ECLI:NL:CRVB:2017:3587
Centrale Raad van Beroep
- Hoger beroep
- Rechtspraak.nl
Beoordeling van de WGA-loonaanvullingsuitkering en arbeidsongeschiktheid van appellant na niertransplantatie
In deze zaak heeft de Centrale Raad van Beroep op 18 oktober 2017 uitspraak gedaan in hoger beroep over de WGA-loonaanvullingsuitkering van appellant, die zich ziek had gemeld na een niertransplantatie. Appellant was eerder volledig arbeidsongeschikt verklaard, maar het Uwv had in 2015 de mate van arbeidsongeschiktheid vastgesteld op 47,60% en hem een WGA-loonaanvullingsuitkering toegekend. Appellant was het niet eens met deze beslissing en had bezwaar gemaakt, wat leidde tot een rechtszaak bij de rechtbank Overijssel. De rechtbank verklaarde het beroep ongegrond, waarbij zij oordeelde dat het Uwv zorgvuldig medisch onderzoek had verricht en dat de Functionele Mogelijkhedenlijst (FML) correct was opgesteld.
In hoger beroep voerde appellant aan dat de verzekeringsartsen onvoldoende rekening hadden gehouden met zijn psychische klachten en de impact daarvan op zijn arbeidsvermogen. Hij stelde dat zijn psychische gesteldheid niet juist was ingeschat en dat er onvoldoende informatie was ingewonnen over zijn situatie. Het Uwv verdedigde de eerdere beslissing en stelde dat de FML voldoende rekening hield met de beperkingen van appellant.

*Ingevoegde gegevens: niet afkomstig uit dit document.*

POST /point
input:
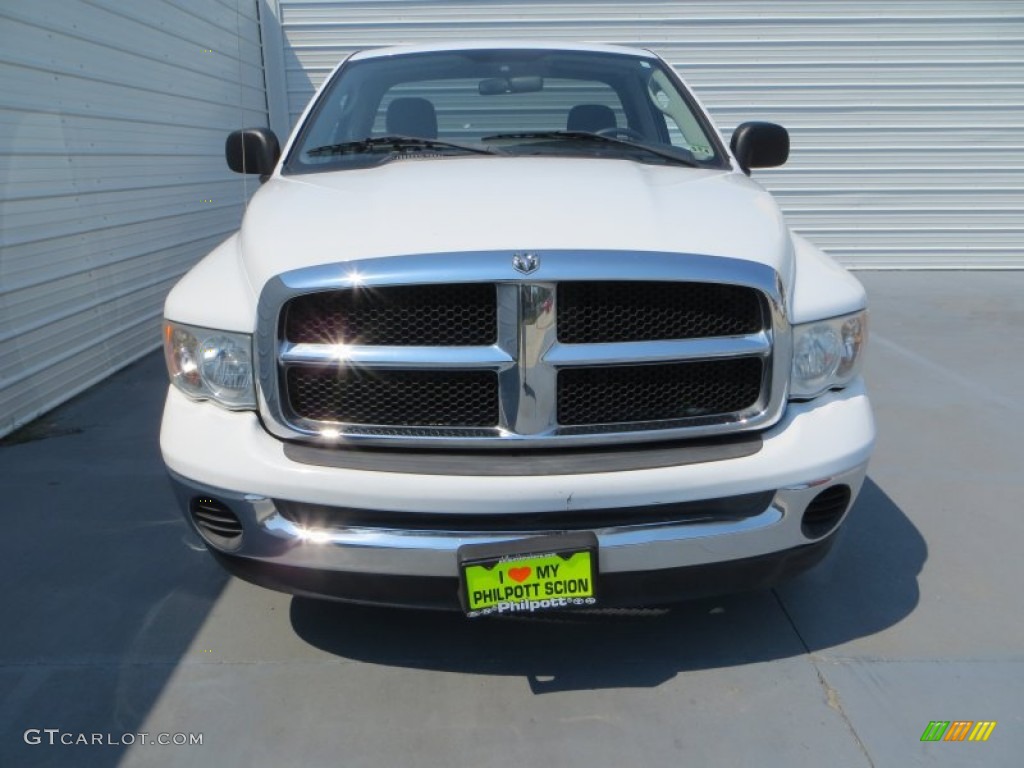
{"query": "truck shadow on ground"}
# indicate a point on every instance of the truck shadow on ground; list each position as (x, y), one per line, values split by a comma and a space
(867, 584)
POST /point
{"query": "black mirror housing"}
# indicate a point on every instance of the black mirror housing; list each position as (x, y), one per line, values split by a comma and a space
(252, 151)
(760, 145)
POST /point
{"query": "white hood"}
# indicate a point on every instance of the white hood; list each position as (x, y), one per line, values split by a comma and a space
(514, 204)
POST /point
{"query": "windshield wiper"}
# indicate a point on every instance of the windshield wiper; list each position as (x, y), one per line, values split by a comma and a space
(676, 155)
(398, 144)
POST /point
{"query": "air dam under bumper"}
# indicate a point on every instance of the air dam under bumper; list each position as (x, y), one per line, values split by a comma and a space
(228, 457)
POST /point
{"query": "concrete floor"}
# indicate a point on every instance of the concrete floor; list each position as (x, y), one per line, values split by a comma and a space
(119, 623)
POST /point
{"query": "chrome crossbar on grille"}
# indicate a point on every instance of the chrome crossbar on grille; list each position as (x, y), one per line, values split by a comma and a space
(572, 353)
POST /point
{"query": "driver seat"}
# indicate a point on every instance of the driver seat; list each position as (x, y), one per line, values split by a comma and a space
(590, 118)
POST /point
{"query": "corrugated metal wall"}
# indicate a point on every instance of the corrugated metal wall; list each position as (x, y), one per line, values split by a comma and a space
(906, 116)
(113, 118)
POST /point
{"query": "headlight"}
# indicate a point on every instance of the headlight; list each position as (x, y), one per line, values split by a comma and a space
(210, 365)
(827, 353)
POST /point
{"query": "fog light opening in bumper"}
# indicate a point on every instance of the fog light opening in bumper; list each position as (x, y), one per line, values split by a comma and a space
(216, 523)
(825, 511)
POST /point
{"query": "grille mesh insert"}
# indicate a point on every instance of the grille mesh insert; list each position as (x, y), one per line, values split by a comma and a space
(462, 314)
(450, 398)
(657, 392)
(595, 312)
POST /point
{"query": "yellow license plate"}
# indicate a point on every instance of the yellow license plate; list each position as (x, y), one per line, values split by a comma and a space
(545, 572)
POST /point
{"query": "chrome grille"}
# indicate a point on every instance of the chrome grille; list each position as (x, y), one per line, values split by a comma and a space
(434, 315)
(461, 350)
(599, 311)
(640, 393)
(446, 398)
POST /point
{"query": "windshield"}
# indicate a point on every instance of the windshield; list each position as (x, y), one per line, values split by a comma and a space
(504, 102)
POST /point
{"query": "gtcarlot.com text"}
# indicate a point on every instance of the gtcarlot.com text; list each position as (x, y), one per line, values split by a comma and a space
(54, 736)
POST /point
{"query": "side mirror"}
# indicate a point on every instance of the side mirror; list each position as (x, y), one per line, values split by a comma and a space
(760, 145)
(252, 151)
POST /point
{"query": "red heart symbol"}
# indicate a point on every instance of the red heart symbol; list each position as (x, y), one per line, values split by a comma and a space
(519, 574)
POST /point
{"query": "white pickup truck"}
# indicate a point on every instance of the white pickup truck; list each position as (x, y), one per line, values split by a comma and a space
(508, 328)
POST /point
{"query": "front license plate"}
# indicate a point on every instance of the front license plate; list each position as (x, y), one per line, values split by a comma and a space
(528, 574)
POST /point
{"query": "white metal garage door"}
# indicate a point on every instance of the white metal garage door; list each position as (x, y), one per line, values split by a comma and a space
(113, 182)
(906, 116)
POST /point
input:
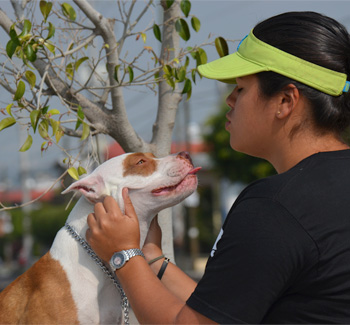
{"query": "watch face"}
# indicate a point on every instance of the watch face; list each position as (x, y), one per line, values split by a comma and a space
(118, 260)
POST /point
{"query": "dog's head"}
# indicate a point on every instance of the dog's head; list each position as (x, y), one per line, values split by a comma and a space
(153, 183)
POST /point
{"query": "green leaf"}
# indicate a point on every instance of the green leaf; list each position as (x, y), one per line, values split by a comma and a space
(55, 125)
(7, 122)
(73, 173)
(81, 117)
(187, 62)
(30, 54)
(169, 3)
(116, 72)
(157, 33)
(187, 87)
(51, 32)
(79, 62)
(12, 43)
(201, 57)
(181, 75)
(45, 8)
(183, 30)
(13, 35)
(168, 70)
(185, 6)
(196, 24)
(69, 71)
(59, 135)
(21, 87)
(11, 48)
(43, 129)
(34, 118)
(44, 109)
(8, 109)
(131, 74)
(68, 11)
(31, 78)
(27, 26)
(81, 170)
(50, 47)
(171, 82)
(86, 131)
(193, 74)
(27, 144)
(221, 46)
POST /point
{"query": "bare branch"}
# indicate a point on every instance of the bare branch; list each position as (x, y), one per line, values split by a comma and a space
(168, 99)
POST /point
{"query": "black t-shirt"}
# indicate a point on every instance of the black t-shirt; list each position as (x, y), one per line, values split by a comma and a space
(284, 252)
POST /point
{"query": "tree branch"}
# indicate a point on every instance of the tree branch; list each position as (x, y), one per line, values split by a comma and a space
(118, 123)
(168, 99)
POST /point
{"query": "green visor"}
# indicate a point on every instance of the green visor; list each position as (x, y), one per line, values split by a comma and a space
(254, 56)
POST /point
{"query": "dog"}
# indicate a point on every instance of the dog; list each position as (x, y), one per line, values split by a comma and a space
(66, 285)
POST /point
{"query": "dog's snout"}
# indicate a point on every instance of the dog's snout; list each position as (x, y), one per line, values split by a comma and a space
(185, 155)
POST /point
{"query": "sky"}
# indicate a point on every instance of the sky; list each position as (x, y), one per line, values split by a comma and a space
(229, 19)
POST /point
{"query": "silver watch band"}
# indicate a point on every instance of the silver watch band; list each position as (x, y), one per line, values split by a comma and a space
(133, 252)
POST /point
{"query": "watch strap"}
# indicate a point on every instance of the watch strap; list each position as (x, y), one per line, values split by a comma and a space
(134, 252)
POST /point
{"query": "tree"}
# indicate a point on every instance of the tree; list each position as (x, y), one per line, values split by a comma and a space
(49, 44)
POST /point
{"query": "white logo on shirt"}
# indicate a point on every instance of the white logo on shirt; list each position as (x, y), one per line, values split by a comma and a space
(217, 239)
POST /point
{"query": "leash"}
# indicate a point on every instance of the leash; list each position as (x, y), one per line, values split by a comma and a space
(99, 262)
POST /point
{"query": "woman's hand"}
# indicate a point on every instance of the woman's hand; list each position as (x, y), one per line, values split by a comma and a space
(110, 230)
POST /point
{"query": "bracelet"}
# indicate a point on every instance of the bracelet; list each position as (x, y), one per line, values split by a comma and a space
(155, 259)
(163, 267)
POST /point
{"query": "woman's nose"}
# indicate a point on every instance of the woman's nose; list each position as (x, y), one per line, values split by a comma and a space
(231, 99)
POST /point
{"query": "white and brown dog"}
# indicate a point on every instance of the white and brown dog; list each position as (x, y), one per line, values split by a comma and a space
(66, 286)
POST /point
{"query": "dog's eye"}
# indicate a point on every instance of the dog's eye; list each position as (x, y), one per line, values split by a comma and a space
(140, 162)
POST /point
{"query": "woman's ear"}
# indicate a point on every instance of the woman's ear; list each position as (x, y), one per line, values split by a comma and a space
(288, 99)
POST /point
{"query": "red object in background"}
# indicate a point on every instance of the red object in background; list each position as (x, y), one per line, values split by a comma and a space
(16, 196)
(115, 149)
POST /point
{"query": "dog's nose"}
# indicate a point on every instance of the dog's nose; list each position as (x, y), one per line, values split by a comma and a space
(185, 155)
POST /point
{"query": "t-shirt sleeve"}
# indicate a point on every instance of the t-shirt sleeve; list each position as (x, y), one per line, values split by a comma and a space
(261, 253)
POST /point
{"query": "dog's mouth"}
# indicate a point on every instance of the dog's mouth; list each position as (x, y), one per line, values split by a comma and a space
(167, 189)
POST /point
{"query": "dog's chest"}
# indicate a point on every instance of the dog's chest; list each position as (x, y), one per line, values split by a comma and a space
(96, 298)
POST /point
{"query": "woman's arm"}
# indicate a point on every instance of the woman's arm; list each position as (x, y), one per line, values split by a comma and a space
(111, 231)
(175, 280)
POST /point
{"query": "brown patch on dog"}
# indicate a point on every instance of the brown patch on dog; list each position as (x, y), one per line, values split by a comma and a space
(39, 296)
(139, 163)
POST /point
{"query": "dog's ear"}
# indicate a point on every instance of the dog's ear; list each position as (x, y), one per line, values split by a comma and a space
(92, 187)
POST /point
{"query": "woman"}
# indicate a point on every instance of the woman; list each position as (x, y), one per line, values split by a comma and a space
(283, 255)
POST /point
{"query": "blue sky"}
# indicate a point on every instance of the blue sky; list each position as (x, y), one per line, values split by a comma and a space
(229, 19)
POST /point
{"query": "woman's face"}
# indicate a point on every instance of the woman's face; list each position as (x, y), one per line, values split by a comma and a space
(250, 118)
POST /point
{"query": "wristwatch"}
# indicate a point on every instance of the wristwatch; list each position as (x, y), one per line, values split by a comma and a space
(119, 259)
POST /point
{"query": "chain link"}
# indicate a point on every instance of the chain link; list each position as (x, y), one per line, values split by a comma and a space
(99, 262)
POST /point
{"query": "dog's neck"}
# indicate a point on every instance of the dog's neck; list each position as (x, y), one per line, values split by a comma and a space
(78, 218)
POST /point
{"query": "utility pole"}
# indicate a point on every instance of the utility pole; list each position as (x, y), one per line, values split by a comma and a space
(27, 244)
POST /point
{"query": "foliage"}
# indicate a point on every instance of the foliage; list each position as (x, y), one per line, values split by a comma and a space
(52, 42)
(228, 163)
(45, 222)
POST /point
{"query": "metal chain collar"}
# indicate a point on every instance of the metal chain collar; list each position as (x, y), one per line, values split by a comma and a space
(99, 262)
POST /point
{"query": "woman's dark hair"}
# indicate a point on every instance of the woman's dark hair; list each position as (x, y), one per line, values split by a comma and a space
(318, 39)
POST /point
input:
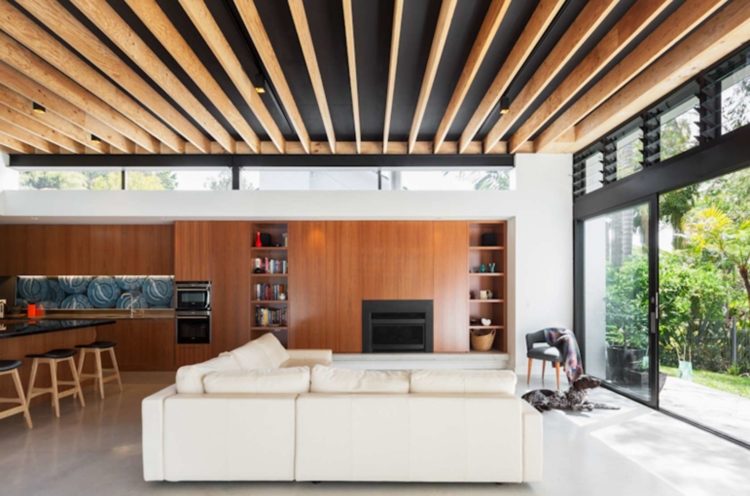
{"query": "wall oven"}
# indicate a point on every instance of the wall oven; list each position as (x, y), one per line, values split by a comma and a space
(193, 312)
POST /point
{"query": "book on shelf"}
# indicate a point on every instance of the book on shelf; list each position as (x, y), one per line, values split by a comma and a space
(266, 291)
(270, 265)
(269, 317)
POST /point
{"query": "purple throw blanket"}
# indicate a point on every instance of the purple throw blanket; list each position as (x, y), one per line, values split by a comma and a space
(565, 341)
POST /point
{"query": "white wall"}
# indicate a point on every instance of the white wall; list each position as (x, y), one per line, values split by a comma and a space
(539, 211)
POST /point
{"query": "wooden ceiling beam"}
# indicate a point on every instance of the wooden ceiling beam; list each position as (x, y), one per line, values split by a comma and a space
(154, 18)
(30, 64)
(13, 131)
(297, 9)
(433, 61)
(398, 11)
(352, 63)
(720, 35)
(39, 41)
(63, 109)
(107, 20)
(38, 129)
(590, 18)
(492, 20)
(201, 17)
(53, 121)
(13, 145)
(540, 20)
(665, 36)
(261, 41)
(635, 20)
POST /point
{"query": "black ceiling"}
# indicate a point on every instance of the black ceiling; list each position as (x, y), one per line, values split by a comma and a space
(372, 27)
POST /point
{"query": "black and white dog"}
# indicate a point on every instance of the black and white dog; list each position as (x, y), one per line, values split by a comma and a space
(575, 398)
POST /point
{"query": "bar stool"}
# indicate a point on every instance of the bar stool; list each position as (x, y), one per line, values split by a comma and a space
(96, 348)
(53, 358)
(10, 367)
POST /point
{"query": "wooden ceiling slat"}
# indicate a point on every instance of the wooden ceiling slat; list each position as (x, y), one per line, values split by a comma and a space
(352, 63)
(398, 11)
(30, 64)
(116, 29)
(254, 25)
(433, 61)
(666, 35)
(13, 145)
(54, 103)
(38, 129)
(206, 25)
(36, 39)
(24, 105)
(492, 20)
(297, 9)
(592, 15)
(637, 18)
(154, 18)
(16, 132)
(714, 40)
(540, 20)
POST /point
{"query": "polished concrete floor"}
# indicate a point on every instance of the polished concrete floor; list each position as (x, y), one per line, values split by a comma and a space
(631, 451)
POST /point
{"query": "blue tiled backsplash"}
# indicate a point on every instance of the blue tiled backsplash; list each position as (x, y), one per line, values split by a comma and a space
(79, 292)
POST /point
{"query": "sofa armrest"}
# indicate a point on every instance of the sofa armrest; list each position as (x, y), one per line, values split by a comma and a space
(308, 358)
(532, 443)
(152, 419)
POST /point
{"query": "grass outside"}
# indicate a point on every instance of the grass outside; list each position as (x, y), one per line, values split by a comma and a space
(723, 382)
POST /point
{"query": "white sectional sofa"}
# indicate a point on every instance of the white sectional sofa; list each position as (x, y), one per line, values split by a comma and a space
(262, 413)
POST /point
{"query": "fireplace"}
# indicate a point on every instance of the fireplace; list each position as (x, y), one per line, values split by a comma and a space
(396, 326)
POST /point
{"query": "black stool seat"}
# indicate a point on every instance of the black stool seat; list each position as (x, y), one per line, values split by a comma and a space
(55, 354)
(6, 365)
(102, 345)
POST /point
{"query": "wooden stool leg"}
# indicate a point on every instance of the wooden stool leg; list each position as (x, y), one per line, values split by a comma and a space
(32, 378)
(99, 371)
(114, 366)
(528, 371)
(22, 398)
(76, 380)
(55, 390)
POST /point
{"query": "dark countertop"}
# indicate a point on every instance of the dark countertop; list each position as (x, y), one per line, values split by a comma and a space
(18, 328)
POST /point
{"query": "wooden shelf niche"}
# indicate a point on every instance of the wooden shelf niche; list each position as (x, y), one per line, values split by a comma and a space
(487, 280)
(269, 292)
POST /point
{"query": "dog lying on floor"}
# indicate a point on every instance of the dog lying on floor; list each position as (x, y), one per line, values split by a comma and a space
(575, 398)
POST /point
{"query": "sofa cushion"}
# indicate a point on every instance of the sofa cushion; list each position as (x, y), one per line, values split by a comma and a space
(338, 380)
(463, 381)
(266, 352)
(286, 380)
(190, 377)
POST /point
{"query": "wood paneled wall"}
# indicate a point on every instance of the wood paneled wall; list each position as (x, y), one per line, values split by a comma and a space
(334, 265)
(86, 249)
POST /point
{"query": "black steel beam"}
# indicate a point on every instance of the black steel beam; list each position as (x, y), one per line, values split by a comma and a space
(258, 161)
(721, 156)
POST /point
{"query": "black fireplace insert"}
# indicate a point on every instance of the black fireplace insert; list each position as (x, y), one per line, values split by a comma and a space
(393, 326)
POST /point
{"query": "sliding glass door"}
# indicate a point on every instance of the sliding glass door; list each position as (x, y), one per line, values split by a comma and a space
(617, 301)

De Centrale Raad van Beroep onderschreef het oordeel van de rechtbank en oordeelde dat het Uwv de medische beoordeling deugdelijk had gemotiveerd. De Raad concludeerde dat er geen reden was om te twijfelen aan de geschiktheid van de geselecteerde functies en dat het hoger beroep van appellant niet slaagde. De uitspraak van de rechtbank werd bevestigd, en er werd geen veroordeling in proceskosten uitgesproken.